How is creationism fan fiction when it's in the Bible? Or are you referring to the idea that six days has to mean six twenty-four hour increments? Cause that's not in the book.

I'm agreeing with Light a Wight Tonight. The CotF are short and the Others are tall. Not likely they're related. You don't get short just from living in a place with low ceilings, and living in the open doesn't make anyone taller either. Of course...this is a fantasy world and these are magical races, so maybe the laws of development are different.

You're right, he didn't say it's not a theory -- I did. In my opinion it's what he should have said, as "fan fiction" more accurately describes most of the theories referred to in this forum as "crackpot".

Theories have some sort of grounding in reality that can be tested or, in the case of the theories we're talking about, at least can be supported by referencing facts in the text. Fan fiction is something that is completely made up.

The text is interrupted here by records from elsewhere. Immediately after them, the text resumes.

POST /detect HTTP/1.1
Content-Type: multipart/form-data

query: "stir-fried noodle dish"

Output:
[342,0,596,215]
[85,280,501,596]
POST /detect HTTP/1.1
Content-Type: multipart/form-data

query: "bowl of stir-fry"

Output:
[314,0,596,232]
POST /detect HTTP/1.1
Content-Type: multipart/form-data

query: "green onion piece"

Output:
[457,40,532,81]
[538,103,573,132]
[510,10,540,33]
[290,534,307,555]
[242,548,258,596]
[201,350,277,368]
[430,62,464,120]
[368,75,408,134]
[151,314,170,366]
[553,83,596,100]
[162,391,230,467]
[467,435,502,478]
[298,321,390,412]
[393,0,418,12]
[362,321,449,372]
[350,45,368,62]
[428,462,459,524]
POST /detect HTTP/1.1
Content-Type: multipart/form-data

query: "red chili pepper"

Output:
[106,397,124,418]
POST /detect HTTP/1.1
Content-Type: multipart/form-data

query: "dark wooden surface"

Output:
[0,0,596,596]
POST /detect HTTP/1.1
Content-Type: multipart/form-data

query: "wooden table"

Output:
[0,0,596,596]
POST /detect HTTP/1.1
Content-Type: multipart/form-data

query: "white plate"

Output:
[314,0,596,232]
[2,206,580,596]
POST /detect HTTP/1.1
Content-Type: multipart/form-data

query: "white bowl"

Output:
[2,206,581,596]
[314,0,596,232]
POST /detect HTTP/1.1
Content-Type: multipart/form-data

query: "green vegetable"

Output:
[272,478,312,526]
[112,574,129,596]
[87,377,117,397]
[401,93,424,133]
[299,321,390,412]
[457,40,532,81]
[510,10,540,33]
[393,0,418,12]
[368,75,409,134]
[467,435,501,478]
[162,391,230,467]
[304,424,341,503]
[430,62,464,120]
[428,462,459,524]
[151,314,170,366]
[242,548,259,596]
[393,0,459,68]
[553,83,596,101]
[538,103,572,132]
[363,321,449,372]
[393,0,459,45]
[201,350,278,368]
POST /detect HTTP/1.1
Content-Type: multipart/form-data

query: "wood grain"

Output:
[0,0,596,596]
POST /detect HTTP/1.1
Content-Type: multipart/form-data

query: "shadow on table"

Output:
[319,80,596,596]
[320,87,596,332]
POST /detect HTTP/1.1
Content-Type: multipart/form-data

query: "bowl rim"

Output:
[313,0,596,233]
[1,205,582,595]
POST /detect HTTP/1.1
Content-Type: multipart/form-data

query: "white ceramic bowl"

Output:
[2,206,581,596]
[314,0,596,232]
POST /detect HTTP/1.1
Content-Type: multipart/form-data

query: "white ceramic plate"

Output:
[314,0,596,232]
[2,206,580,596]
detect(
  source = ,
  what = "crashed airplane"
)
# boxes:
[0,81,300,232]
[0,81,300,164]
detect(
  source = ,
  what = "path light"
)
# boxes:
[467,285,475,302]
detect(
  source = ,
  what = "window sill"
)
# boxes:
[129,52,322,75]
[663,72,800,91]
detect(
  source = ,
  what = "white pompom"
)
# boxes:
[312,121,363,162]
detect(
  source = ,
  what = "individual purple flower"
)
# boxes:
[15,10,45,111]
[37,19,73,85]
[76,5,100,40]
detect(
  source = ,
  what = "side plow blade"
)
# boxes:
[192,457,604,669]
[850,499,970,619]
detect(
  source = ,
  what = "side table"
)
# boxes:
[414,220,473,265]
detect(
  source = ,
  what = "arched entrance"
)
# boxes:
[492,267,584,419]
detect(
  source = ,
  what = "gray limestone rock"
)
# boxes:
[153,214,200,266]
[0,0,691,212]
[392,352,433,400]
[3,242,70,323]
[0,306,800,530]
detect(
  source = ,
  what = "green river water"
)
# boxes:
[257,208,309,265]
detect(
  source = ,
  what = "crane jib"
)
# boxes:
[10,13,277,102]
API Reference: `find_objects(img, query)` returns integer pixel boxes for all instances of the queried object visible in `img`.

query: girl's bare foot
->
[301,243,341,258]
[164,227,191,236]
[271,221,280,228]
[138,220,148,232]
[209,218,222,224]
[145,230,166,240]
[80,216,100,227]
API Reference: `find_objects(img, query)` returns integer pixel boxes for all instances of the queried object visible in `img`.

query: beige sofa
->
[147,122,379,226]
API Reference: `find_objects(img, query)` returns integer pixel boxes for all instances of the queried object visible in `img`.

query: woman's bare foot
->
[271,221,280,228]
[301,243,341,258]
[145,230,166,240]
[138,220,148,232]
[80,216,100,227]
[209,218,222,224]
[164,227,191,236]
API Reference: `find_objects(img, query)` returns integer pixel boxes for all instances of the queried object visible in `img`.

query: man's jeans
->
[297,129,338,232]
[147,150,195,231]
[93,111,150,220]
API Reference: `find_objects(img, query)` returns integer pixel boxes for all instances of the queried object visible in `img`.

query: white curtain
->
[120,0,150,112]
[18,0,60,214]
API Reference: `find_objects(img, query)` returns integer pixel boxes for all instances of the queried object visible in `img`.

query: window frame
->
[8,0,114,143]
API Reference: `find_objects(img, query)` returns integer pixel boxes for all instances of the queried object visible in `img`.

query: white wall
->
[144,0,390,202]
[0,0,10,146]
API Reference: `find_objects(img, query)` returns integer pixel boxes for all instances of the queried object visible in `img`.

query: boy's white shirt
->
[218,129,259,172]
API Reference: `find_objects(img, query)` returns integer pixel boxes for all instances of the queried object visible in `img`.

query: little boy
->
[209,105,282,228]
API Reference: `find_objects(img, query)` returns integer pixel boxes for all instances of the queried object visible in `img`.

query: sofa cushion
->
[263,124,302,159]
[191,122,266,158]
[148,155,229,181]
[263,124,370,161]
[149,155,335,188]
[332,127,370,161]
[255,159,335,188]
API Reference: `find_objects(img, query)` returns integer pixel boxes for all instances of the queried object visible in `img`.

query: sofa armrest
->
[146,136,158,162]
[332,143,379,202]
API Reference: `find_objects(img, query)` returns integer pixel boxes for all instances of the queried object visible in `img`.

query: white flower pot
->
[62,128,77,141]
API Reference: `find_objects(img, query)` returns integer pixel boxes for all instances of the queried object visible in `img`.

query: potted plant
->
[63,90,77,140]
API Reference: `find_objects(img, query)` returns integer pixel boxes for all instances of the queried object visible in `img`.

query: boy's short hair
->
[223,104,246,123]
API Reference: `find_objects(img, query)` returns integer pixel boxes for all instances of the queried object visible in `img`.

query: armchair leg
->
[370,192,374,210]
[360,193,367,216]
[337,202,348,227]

Perhaps my Bible analogy would have been more accurate if I'd said that the biblical story of creation itself is fan fiction for the history of the earth. I guess it's not a perfect comparison, but the basic idea is true: Theories (e.g. R+L = J, or evolution) can be supported by relevant facts, whereas fan fiction (e.g. the Others used to be CotF, or women were created from the ribs of the first man) have absolutely nothing to recommend them beyond the belief of their adherents.

The real similarity, though, is the style of argument that proponents of the "fan fiction"-esque theories use: namely that all theories should be regarded as equally valid because we cannot know for sure.